I'm trying to compute average daily sales per vendor for the year 2019, and get a single number. Which I think means I want to compute an average of averages.
This is the query I'm considering, but it takes a very long time on this large table. Is there a smarter way to compute this average without this much nesting? I have a feeling I'm scanning rows more times than I need to.
-- Average of all vendor's average daily sale counts
SELECT AVG(vendor_avgs.avg_daily_sales) avg_of_avgs
FROM (
-- Get average number of daily sales for each vendor
SELECT vendor_daily_totals.memberdeviceid, AVG(vendor_daily_totals.cnt)
avg_daily_sales
FROM (
-- Get total number of sales for each vendor
SELECT vendorid, COUNT(*) cnt
FROM vendor_sales
WHERE year = 2019
GROUP BY vendorid, month, day
) vendor_daily_totals
GROUP BY vendor_daily_totals.vendorid
) vendor_avgs;
I'm curious if there is in general a way to compute an average of averages more efficiently.

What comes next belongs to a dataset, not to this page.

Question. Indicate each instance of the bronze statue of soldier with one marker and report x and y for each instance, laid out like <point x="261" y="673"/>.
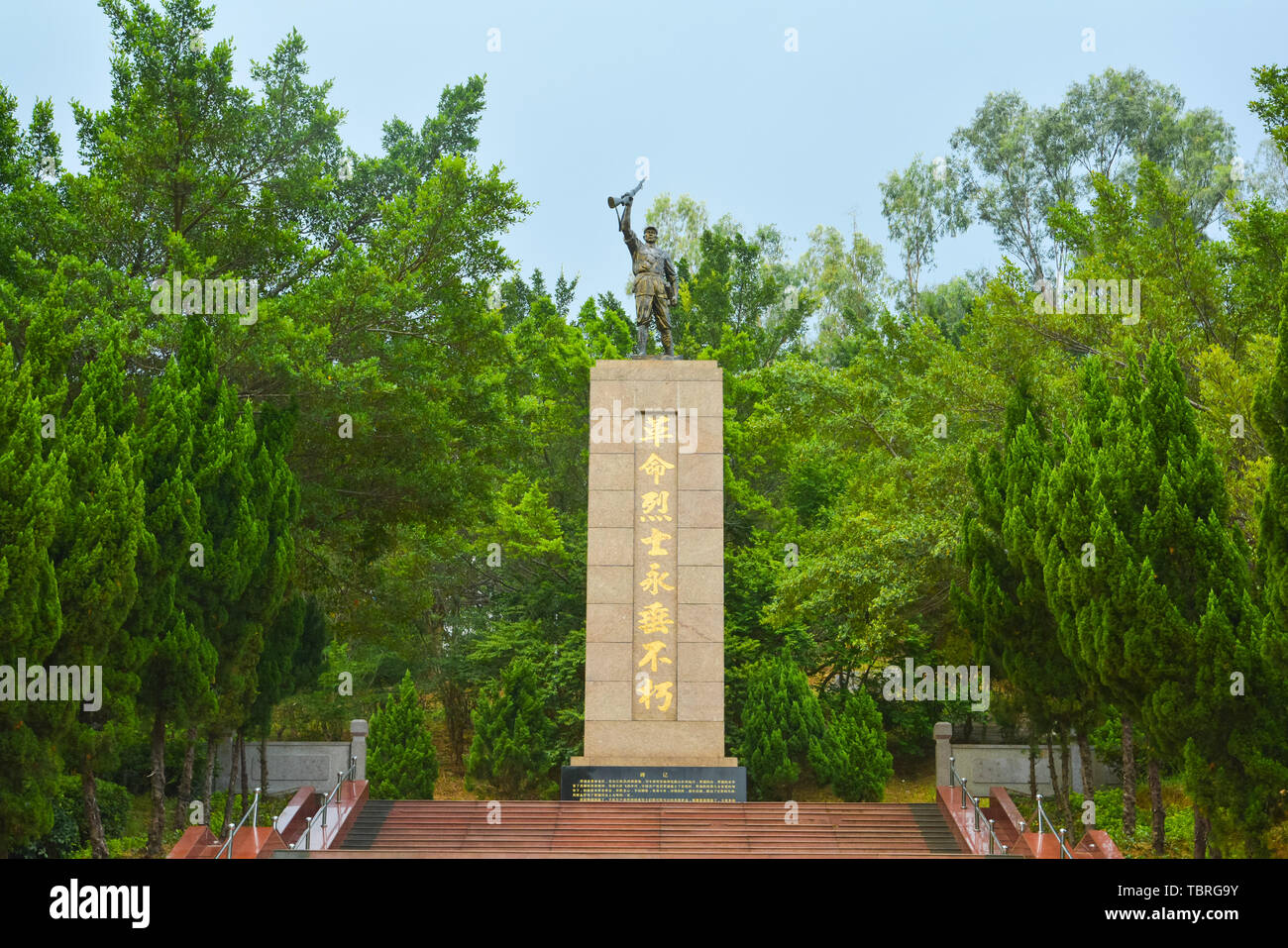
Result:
<point x="656" y="278"/>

This is running in Impala, by the way.
I think you can just do the calculation in one shot:
SELECT AVG(t.avgs)
FROM (
SELECT vendorid,
COUNT(*) * 1.0 / COUNT(DISTINCT month, day) as avgs
FROM vendor_sales
WHERE year = 2019
GROUP BY vendorid
) t
This gets the total and divides by the number of days. However, COUNT(DISTINCT)
might be even slower than nested GROUP BY
s in Impala, so you need to test this.